To understand how to teach design (but not only) to the new generations, it is first of all important to understand how they think. And what potential as well as problems lurk in the mindset of a digital generation

They have 24-hour access to all kinds of content, can cross-reference information from different sources and consult infographics, metrics and data. Today's students are, on paper, the potentially most educated and positively critical generation in history. Is that so? And, speaking of those who study design, how do tomorrow's designers inform themselves?

Thanks to the collaboration of two second year students of the Product Design course of Naba, Nuova Accademia di Belle Arti Luca Arrostuto and Allegra Caneva, Interni Design Journal has created a small survey to answer this question.

The results are interesting because they dispel the myth of the overwhelming power of videos over texts (60% definitely prefer the latter to get information) and that of the web over paper (62% prefer it when it comes to reading on “a subject that fascinates really”).

But also the role of the various research tools. Most of the interviewees (23%), in fact, use Instagram instead of Google as a page to access information and for searches. Blogs and design magazines follow closely, with 21%, while the search engine remains a measly 10%. On the other hand, only one in 50 people said they were informed on YouTube.

Starting from social networks to get information (among those that interest most: how things are designed and trends on colors, materials and finishes in interiors) obviously means relying on a Feed chosen by someone (the algorithms, which are based on our previous choices ). Teaching design to a generation like this is very difficult,” says Stefano Caggiano, Program Leader of the Product Design course at the Istituto Marangoni in Milano. “Their great quality, which is at the same time a condemnation, is a rhapsodic, reticular way of thinking: it is made of flashing links on topics that quickly touch before moving on to something else. They therefore apparently know many more things, about many more subjects, than the students of the past. But being immersed in an extraordinary amount of information from an early age, they had to start turning their heads before they had a neck: so they struggle to go beyond the first level of knowledge”.

The in-depth study, today, is therefore a snapshot guided by digital communication tools, not a work that is built one piece at a time. “The guys know it and suffer from it but getting out of the vortex of speed is not easy. Time and effort were in fact crucial factors in the life of the past student: to better understand something he had to go to the library, look for sources, spend hours on books before finding what he was looking for. It would now be obsolete and even probably impossible to choose this route rather than searching online for an answer. But, arriving immediately, it is also absorbed in a different way”.

“When I was studying design”, says Odo Fioravanti who has taught for 15 years in private design schools and public universities, “to see a turning you had to organize a visit to a craftsman, spend time with him. Today just find the right tutorial and you will learn a lot more in a much more condensed time. The problem is that in the first case, the experience was unique and evaluated as such: it remained etched in the memory forever. In the second, we become one of the millions of users of the page that published the tutorial and the perceived value is very low”.

24-hour access is, according to Fioravanti, the real heart of the matter.When you know that content is available, you don't always organize yourself to find it: most of the time, students look for it at the last minute: knowledge is a resource they take for granted”.
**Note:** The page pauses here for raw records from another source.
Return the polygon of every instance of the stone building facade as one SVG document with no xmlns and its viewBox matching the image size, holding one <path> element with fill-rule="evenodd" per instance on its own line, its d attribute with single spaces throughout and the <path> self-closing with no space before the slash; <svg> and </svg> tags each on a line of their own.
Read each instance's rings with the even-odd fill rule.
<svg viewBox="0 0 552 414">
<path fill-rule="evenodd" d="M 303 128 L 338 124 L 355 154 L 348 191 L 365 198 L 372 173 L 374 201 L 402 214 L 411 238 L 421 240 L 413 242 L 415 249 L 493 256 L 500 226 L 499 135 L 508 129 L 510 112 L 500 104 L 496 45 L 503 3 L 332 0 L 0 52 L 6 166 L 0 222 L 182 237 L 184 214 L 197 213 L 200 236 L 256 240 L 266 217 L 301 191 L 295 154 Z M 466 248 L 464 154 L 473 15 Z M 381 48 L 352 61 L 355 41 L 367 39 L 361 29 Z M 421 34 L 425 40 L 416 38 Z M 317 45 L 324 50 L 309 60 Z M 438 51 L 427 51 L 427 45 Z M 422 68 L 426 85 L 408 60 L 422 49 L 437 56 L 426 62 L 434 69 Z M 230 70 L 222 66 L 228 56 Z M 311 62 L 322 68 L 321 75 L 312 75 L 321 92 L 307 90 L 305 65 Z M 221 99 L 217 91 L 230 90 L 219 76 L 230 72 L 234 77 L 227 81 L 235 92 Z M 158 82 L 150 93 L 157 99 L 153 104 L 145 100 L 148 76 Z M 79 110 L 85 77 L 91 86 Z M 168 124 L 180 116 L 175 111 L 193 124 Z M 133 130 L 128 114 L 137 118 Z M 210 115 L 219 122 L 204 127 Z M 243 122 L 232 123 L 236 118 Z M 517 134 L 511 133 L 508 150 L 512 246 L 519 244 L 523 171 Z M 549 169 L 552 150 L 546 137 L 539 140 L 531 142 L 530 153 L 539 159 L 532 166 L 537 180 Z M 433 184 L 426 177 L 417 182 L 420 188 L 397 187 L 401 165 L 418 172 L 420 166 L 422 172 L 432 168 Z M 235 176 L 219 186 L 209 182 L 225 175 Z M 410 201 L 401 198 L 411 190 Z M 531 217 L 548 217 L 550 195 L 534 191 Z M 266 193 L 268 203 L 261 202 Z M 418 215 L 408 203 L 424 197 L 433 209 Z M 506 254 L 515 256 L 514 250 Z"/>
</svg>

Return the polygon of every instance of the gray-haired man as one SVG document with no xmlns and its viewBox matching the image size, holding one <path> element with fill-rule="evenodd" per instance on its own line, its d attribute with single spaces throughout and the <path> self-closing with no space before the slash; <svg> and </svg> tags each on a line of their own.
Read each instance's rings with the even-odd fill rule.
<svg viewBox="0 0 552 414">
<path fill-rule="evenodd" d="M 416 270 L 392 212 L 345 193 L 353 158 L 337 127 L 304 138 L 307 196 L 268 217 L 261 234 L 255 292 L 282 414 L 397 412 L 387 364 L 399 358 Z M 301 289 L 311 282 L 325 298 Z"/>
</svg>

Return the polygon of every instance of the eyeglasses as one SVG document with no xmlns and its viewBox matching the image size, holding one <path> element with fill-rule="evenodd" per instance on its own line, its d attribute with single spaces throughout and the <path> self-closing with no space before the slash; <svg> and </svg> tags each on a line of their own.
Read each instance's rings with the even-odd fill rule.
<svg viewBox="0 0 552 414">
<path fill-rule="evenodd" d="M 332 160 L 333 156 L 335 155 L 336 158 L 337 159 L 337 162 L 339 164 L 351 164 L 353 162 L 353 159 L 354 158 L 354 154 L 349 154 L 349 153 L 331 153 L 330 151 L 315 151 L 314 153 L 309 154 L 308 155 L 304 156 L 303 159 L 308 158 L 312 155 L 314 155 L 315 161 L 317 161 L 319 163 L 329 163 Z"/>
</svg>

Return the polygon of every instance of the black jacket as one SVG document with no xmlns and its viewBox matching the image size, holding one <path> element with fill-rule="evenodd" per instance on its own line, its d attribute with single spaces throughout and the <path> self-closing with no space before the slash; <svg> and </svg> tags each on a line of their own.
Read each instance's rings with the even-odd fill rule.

In these considerations there is obviously not a shadow of judgment. “Rather, an observation of the need to rethink teaching. Today's students are never really there – and it's not just a question of DAD. Always used to moving from one topic to another seamlessly, they pay their attention to things for a very short time, managing multiple subjects and activities at the same time. It is useless to criticize them: we must instead understand and act, transforming the way we talk to them. Immediacy, freshness and above all honesty (even in judgments, whether negative or positive) are the keys to having their attention and respect”.

“I see, for example, that design excites above all when it is combined with topical issues, linked to life and real problems”, Caggiano continues.Like the environment, the circular economy, new technologies and their impact on everyday life. On the other hand, when you go to old school methods you lose them immediately”.

All these problems, together with the reality of the DAD, are causing the teachers of all the Higher Education Artistic, Music and Dance schools (AFAM) to discuss.I am participating in CIANS (Coordination of Non-State Afam Institutions) precisely on how to exploit smart schooling in a less academic perspective, to transform it from Distance Learning (DAD) to Integrated Digital Education (DDI)”.

It is not just a change of acronym: “it indicates, on the contrary, a change of perspective”, concludes Caggiano. The tomorrow to be built today is a new way of teaching, which respects and is in tune with the way our children learn”.